まずは、体制づくりや計画策定に入る前に、現場の身近な課題に目を向け、小さな改善から始めてみる。その積み重ねによって感触をつかみ、自信を持ったうえで、改めてガイドラインに立ち返る。そうした段階的なアプローチがあってもよいのではないでしょうか。
具体的には、現場の業務に潜むムリ・ムダ・ムラ、いわゆる「3M」を洗い出すことがひとつの入口になります。入浴介助や食事介助、記録業務など、日々の業務場面ごとに「大変だと感じていること」「非効率だと感じていること」を整理し、その中からひとつテーマを決めて、小さく改善してみる。大がかりな改革ではなく、「少し楽になった」「無駄が減った」と感じられる経験を重ねることが重要です。
◆ 生成AIを「補助輪」に
こうした取り組みを後押しする手段として、生成AIの活用も有効です。
例えば、生成AIに対して「介護事業所における3Mを、入浴介助や食事介助といった業務場面ごとにチェックリスト形式であげてほしい」と依頼すると、現場で起こりがちな課題が一覧として示されます。そのすべてを採用する必要はありません。自分たちの事業所にも当てはまるものがあるかを確認し、いくつかをピックアップするだけで、結果として課題の洗い出しがある程度できたことになります。
生成AIが行っているのは、分析や判断ではなく、考えるための材料の提示です。経験や時間に余裕のない事業所にとって、何から考えればよいか分からないという状態を乗り越えるための「補助輪」として活用することで、生産性向上の取り組みに着手する際の心理的・実務的なハードルを下げることができます。

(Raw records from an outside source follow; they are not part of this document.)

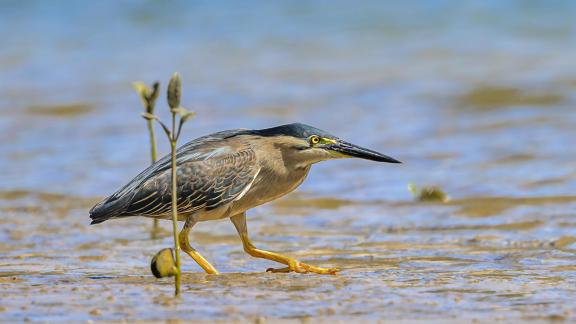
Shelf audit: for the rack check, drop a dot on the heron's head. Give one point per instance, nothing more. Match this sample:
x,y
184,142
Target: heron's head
x,y
307,145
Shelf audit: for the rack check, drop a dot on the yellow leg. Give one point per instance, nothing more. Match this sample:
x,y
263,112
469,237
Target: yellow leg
x,y
186,247
294,265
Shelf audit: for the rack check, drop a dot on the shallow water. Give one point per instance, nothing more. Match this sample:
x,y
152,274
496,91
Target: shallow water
x,y
476,99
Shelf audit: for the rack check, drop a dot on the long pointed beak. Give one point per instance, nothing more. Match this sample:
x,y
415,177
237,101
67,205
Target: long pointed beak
x,y
356,151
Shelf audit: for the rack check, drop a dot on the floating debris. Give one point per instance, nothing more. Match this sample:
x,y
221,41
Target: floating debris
x,y
428,194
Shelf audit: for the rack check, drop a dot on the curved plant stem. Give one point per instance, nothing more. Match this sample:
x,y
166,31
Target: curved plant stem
x,y
150,124
173,140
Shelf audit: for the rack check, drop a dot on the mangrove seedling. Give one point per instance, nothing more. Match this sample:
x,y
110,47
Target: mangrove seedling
x,y
148,97
173,95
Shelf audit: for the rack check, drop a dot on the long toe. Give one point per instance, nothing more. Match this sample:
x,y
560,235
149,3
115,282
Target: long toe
x,y
318,270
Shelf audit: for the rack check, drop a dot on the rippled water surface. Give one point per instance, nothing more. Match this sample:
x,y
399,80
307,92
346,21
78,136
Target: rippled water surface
x,y
475,99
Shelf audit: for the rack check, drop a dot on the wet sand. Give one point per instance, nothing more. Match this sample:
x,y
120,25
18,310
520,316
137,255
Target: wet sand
x,y
476,98
462,262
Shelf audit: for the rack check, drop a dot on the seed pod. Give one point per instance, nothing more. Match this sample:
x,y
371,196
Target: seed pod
x,y
163,264
174,91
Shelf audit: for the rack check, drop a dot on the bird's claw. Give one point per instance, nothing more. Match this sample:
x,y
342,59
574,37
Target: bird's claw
x,y
300,267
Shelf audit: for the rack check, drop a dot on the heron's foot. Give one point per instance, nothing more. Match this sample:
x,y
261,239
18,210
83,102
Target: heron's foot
x,y
300,267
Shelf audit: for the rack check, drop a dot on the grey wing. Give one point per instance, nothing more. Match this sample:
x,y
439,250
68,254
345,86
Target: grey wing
x,y
153,182
202,184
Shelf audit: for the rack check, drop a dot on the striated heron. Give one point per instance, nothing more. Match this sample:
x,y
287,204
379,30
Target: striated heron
x,y
222,175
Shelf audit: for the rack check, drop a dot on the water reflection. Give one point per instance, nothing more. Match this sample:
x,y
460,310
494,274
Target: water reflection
x,y
474,98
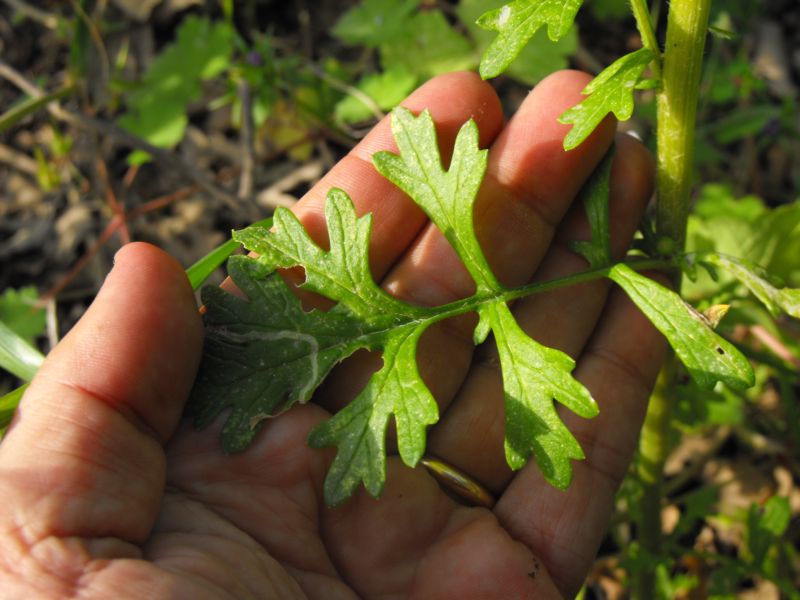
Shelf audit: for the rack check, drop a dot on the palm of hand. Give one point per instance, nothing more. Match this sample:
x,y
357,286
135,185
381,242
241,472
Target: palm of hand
x,y
91,517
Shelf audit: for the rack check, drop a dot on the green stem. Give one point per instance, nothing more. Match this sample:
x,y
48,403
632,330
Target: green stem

生産性向上ガイドラインに示された6つのステップは、介護現場の取り組みを進めるうえで重要な指針であることに変わりはありません。その一方で、まずは「やさしい生産性向上の取り組み」を通じて現場なりの感触をつかみ、「できそうだ」「続けられそうだ」という実感を得ることも大切です。
そうした前段階を丁寧に支えることが、結果としてガイドラインに基づく取り組みを現場に根付かせる近道になるのではないでしょうか。